The coming Democrat retreat on health care

Charles Krauthammer:

...

Conventional wisdom always makes straight-line projections. They are always wrong. Yes, Obama's aura has diminished, in part because of overweening overexposure. But by year's end he will emerge with something he can call health care reform. The Democrats in Congress will pass it because they must. Otherwise, they'll have slain their own savior in his first year in office.

But that bill will look nothing like the massive reform Obama originally intended. The beginning of the retreat was signaled by Obama's curious reference -- made five times -- to "health-insurance reform" in his July 22 news conference.

Reforming the health care system is dead. Cause of death? Blunt trauma administered not by Republicans, not even by Blue Dog Democrats, but by the green eyeshades at the Congressional Budget Office.

Three blows:

(1) On June 16, the CBO determined that the Senate Finance Committee bill would cost $1.6 trillion over 10 years, delivering a sticker shock that was near fatal.

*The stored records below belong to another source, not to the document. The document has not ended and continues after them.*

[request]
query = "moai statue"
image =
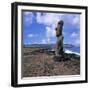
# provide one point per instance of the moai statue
(59, 44)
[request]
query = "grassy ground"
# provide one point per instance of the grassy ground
(38, 63)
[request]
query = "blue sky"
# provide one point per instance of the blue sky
(39, 27)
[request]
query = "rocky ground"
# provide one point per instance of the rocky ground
(38, 63)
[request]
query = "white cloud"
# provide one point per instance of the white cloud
(32, 35)
(29, 16)
(74, 35)
(48, 18)
(77, 42)
(44, 41)
(76, 21)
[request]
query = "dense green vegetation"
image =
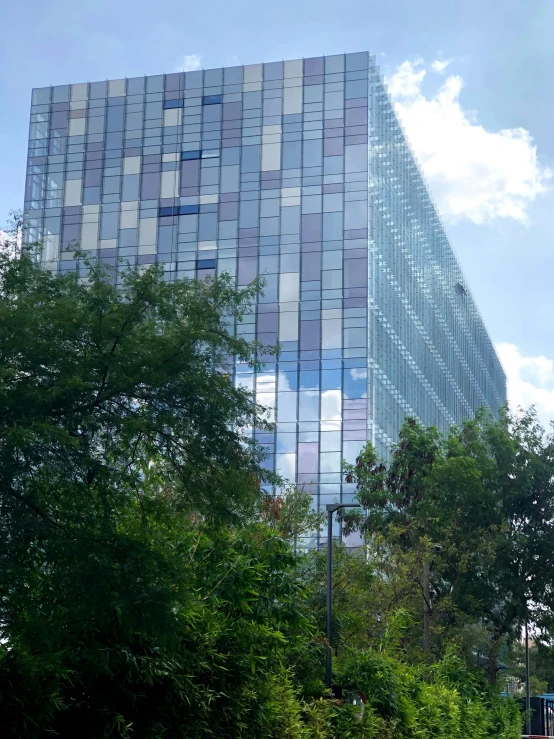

(2) Five weeks later, the CBO gave its verdict on the Independent Medicare Advisory Council, Dr. Obama's latest miracle cure, conjured up at the last minute to save Obamacare from fiscal ruin, and consisting of a committee of medical experts highly empowered to make Medicare cuts.

The CBO said that IMAC would do nothing, trimming costs by perhaps 0.2 percent. A 0.2 percent cut is not a solution; it's a punch line.

(3) The final blow came last Sunday when the CBO euthanized the Obama "out years" myth. The administration's argument had been: Sure, Obamacare will initially increase costs and deficits. But it pays for itself in the long run because it bends the curve downward in coming decades.

The CBO put in writing the obvious: In its second decade, Obamacare significantly bends the curve upward -- increasing deficits even more than in the first decade.

This is obvious because Obama's own first-decade numbers were built on arithmetic trickery. New taxes to support the health care plan begin in 2011, but the benefits part of the program doesn't fully kick in until 2015. That excess revenue is, of course, one time only. It makes the first decade numbers look artificially low, but once you pass 2015, the yearly deficits become larger and eternal.

... In the end, Obama will have to settle for something very modest. And indeed it will be health-insurance reform.

To win back the vast constituency that has insurance, is happy with it, and is mightily resisting the fatal lures of Obamacare, the president will in the end simply impose heavy regulations on the insurance companies that will make what you already have secure, portable and imperishable: no policy cancellations, no pre-existing condition requirements, perhaps even a cap on out-of-pocket expenses.

...

They will pay for this by requiring young people who are not buying insurance to do so. It is easy to make car insurance mandatory, because you can deny licenses for the car and the driver. It will be much harder to effect that kind of control on health care.